Figure 2.14: Sci2 Workflow Manager
Workflows within Sci2 allow users to document the steps taken in data preparation, analysis, processing, and visualization of a data set. Maintaining workflow documents allows a researcher to keep track of their analysis process, which is desirable for replication by other scientists and students and compare data analysis and outputs that use different parameters for the same algorithm.
The Sci2 Workflow Manager automatically creates an XML document that captures the sequence of algorithms that a user has implemented while using Sci2. Lines within a workflow are nested sequentially to indicate the order algorithms within Sci2 were run, as well as the parameters set by the user for an algorithm. Arrows to the left side of each line within the workflow can be opened to see or collapsed to hide steps or parameters that occur within the workflow.
Users may create new or load saved workflows into the Workflow Manager. User generated workflows may be edited, saved for later use. The run feature will allow users to replicate data analysis from all workflows. And the delete option allows for the removal of old workflows and unneeded processes from a workflow.
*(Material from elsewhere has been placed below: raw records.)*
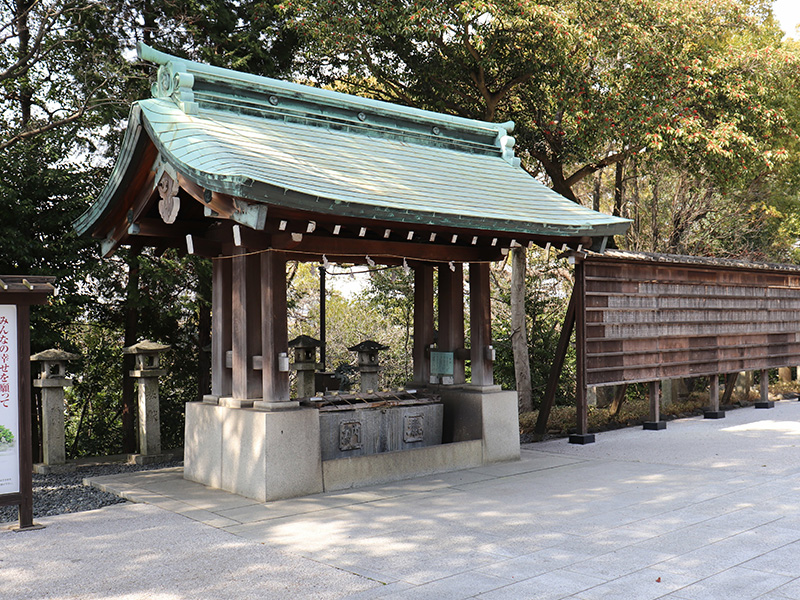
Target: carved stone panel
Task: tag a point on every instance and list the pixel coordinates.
(350, 435)
(413, 428)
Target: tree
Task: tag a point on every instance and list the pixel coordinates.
(589, 83)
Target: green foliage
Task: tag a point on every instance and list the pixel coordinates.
(548, 287)
(6, 437)
(706, 83)
(93, 422)
(376, 314)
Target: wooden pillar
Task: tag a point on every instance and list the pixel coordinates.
(655, 423)
(480, 318)
(451, 316)
(764, 401)
(246, 328)
(221, 335)
(274, 329)
(423, 323)
(582, 436)
(713, 411)
(26, 450)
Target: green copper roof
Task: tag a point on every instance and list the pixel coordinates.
(301, 147)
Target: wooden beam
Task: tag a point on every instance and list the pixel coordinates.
(317, 245)
(225, 206)
(540, 430)
(582, 436)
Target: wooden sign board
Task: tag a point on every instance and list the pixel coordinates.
(9, 402)
(17, 293)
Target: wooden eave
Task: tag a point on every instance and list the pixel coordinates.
(25, 289)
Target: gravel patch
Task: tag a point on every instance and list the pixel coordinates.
(58, 494)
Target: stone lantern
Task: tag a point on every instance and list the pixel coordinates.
(305, 363)
(147, 370)
(52, 380)
(368, 363)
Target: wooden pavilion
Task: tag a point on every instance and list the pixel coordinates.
(254, 172)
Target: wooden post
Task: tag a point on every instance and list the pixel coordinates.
(274, 329)
(713, 411)
(480, 316)
(655, 423)
(451, 316)
(423, 323)
(221, 335)
(17, 293)
(582, 436)
(764, 401)
(26, 451)
(246, 317)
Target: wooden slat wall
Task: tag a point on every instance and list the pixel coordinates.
(647, 321)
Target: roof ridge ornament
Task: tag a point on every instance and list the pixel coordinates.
(174, 82)
(506, 143)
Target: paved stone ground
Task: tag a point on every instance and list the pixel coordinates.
(703, 510)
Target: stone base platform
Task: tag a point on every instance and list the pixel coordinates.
(273, 455)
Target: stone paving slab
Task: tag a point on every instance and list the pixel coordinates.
(703, 509)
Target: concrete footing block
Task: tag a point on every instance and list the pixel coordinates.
(43, 469)
(148, 459)
(582, 438)
(264, 455)
(483, 413)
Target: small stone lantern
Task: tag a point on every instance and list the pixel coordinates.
(368, 363)
(305, 363)
(52, 380)
(146, 372)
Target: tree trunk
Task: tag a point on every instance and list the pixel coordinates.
(619, 399)
(519, 332)
(619, 185)
(25, 93)
(598, 184)
(131, 333)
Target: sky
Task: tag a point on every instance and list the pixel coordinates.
(788, 13)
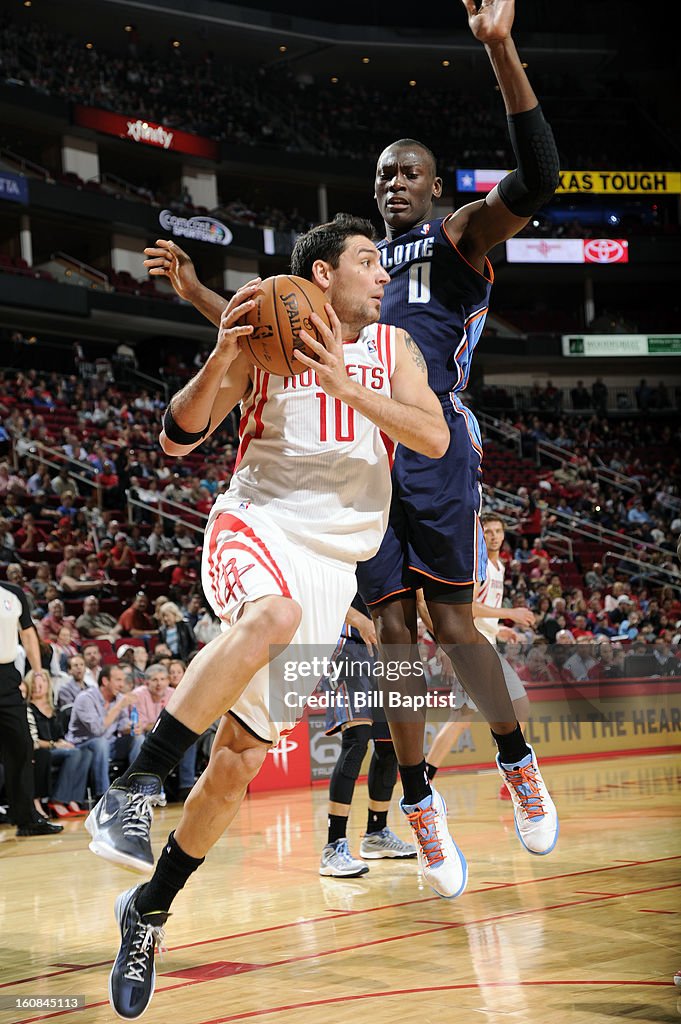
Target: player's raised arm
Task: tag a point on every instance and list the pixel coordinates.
(202, 404)
(413, 416)
(166, 259)
(510, 204)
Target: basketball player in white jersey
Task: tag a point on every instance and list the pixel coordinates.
(309, 498)
(487, 600)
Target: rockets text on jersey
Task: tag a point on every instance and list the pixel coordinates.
(491, 594)
(438, 298)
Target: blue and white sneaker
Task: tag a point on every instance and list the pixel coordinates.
(120, 823)
(536, 815)
(338, 862)
(441, 862)
(132, 979)
(376, 846)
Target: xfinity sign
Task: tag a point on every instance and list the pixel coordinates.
(197, 228)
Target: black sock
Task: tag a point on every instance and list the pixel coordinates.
(162, 750)
(172, 870)
(512, 747)
(377, 821)
(415, 782)
(337, 827)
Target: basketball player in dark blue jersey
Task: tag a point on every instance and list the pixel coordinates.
(439, 293)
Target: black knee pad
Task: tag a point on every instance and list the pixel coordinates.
(353, 747)
(382, 771)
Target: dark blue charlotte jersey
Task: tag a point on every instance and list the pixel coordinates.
(438, 298)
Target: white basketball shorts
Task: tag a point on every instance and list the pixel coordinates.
(248, 556)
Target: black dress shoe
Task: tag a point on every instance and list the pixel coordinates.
(43, 827)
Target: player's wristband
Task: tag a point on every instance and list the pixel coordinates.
(175, 433)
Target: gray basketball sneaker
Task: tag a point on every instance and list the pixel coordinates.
(132, 979)
(375, 846)
(121, 821)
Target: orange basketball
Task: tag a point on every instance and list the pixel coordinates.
(283, 307)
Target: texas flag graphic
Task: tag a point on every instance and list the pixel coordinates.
(478, 180)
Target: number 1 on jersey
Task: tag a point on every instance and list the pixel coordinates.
(342, 416)
(419, 283)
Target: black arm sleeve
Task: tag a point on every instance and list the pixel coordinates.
(536, 178)
(175, 433)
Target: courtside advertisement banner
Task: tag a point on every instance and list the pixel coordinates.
(585, 182)
(567, 251)
(143, 132)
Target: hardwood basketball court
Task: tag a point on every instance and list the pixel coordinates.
(588, 935)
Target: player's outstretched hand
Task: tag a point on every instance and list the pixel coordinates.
(166, 259)
(328, 361)
(230, 330)
(490, 20)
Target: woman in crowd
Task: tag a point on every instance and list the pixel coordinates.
(175, 632)
(50, 749)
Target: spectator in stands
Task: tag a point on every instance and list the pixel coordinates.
(73, 580)
(99, 719)
(580, 396)
(181, 538)
(108, 481)
(581, 628)
(50, 749)
(175, 632)
(643, 395)
(94, 624)
(184, 576)
(92, 657)
(609, 662)
(669, 665)
(42, 581)
(152, 698)
(7, 545)
(176, 670)
(135, 621)
(51, 624)
(30, 536)
(192, 609)
(74, 683)
(158, 543)
(599, 395)
(123, 557)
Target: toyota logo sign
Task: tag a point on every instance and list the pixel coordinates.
(606, 251)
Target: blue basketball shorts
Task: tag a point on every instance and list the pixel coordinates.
(434, 527)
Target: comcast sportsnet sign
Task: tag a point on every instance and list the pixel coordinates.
(567, 251)
(143, 132)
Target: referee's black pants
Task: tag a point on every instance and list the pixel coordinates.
(15, 751)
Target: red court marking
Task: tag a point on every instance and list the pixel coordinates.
(209, 972)
(388, 906)
(396, 938)
(417, 991)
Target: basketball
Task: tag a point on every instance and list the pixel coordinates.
(283, 307)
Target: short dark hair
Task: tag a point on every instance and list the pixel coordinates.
(491, 517)
(413, 143)
(327, 242)
(108, 669)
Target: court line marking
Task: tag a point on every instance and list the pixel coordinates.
(393, 938)
(372, 909)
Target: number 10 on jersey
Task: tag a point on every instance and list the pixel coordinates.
(336, 419)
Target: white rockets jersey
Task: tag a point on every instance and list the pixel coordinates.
(320, 468)
(492, 594)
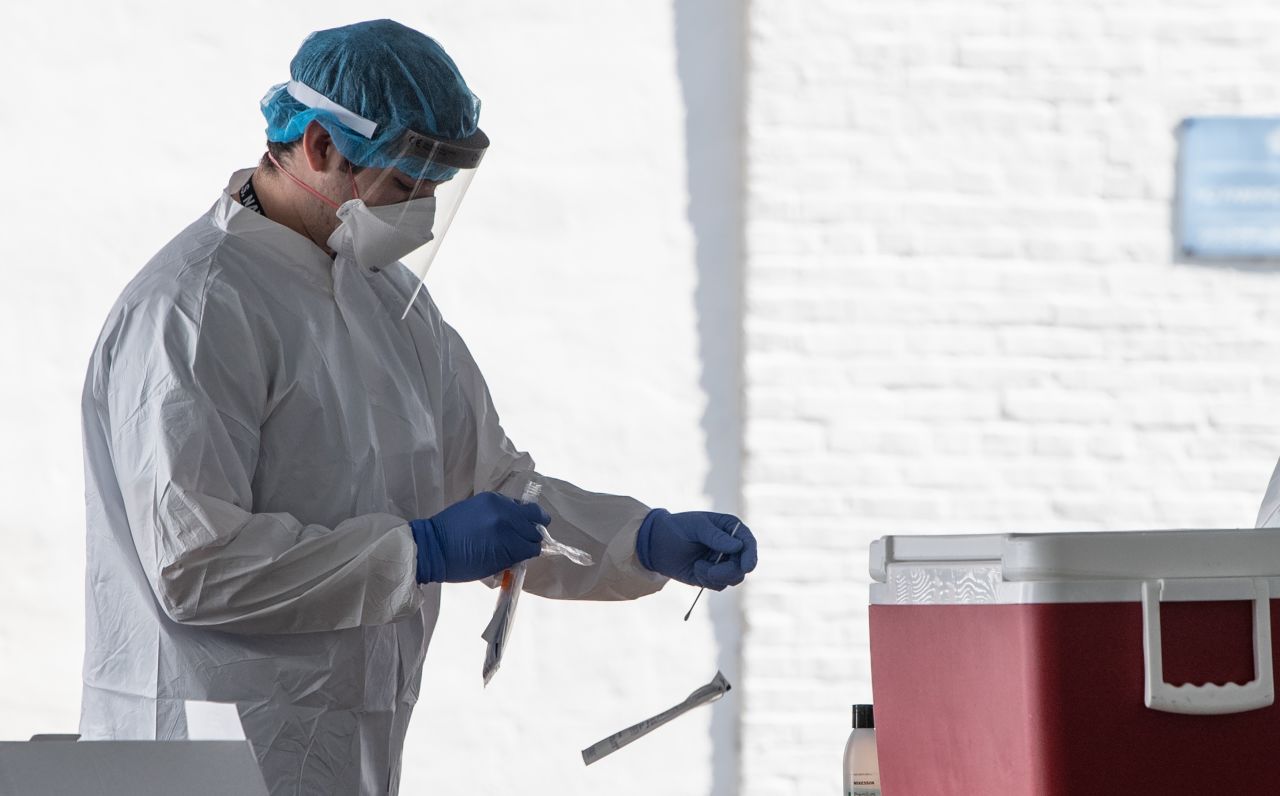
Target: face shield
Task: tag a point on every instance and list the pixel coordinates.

220.127.116.11 Modifying a workflow in the Workflow Manager
Figure 2.15: Modifying a workflow in the Sci2 Workflow Manager
To modify a workflow within the Workflow Manager, you need to select the workflow or task within the workflow that you want to modify, and then right click.
The "Edit" option allows you to rename a workflow or task by typing a new name in the highlighted text field. Renaming a workflow at the root level allows a user to differentiate between multiple workflows easily.
The "Save" option allows you to save a workflow to your Sci2 directory or file that you have chosen to save your data files. To save a workflow, you must first select the root in the workflow chain, and right click. Afterwards, a new window to your computer's file directory will open, allowing you choose the location and to name the workflow XML file being saved.
The "Delete" option allows a user to remove selected algorithms from workflows or workflows from the Workflow manager. Beware that when a user selects delete, all workflow process lines that are nested below the line selected to be discarded will also be discarded.
The "Run" option within the Workflow manager is still in development. To use, select the Workflow in the manager that you would like to re-run, right click and then select run. When you 'run'
Selecting run should allow users the ability to batch process data files within Sci2 for repeatable processing, analysis, and visualization; however, any problems that exist within the data files (data quality, metadata quality, formatting) or parameters set within the old workflow will cause the process to fail.
18.104.22.168 Creating and loading workflows in the Workflow Manager
Figure 2.16: Creating and loading a workflow in the Workflow Manager
To load or create a new workflow within the manager, a user needs to right click with their mouse within the Workflow Manager window. Doing so will present a menu box that provides a user with two options: New Workflow and Load.
Selecting 'Load' within this menu will open a pop-up window to the Sci2 directory, which you can use to navigate to the file where you have saved a previous workflow XML file.
Selecting 'New Workflow' will cause Sci2 to generate a new root workflow line in the workflow manager (see Figure 2.17). Once a new workflow has been created, all new operations will begin to appear in the new workflow, even if an operation was apart of a workflow for an older workflow for data file.
Figure 2.17: After creating a new workflow in the Workflow Manager, all new operations to data files will be loaded into the new workflow.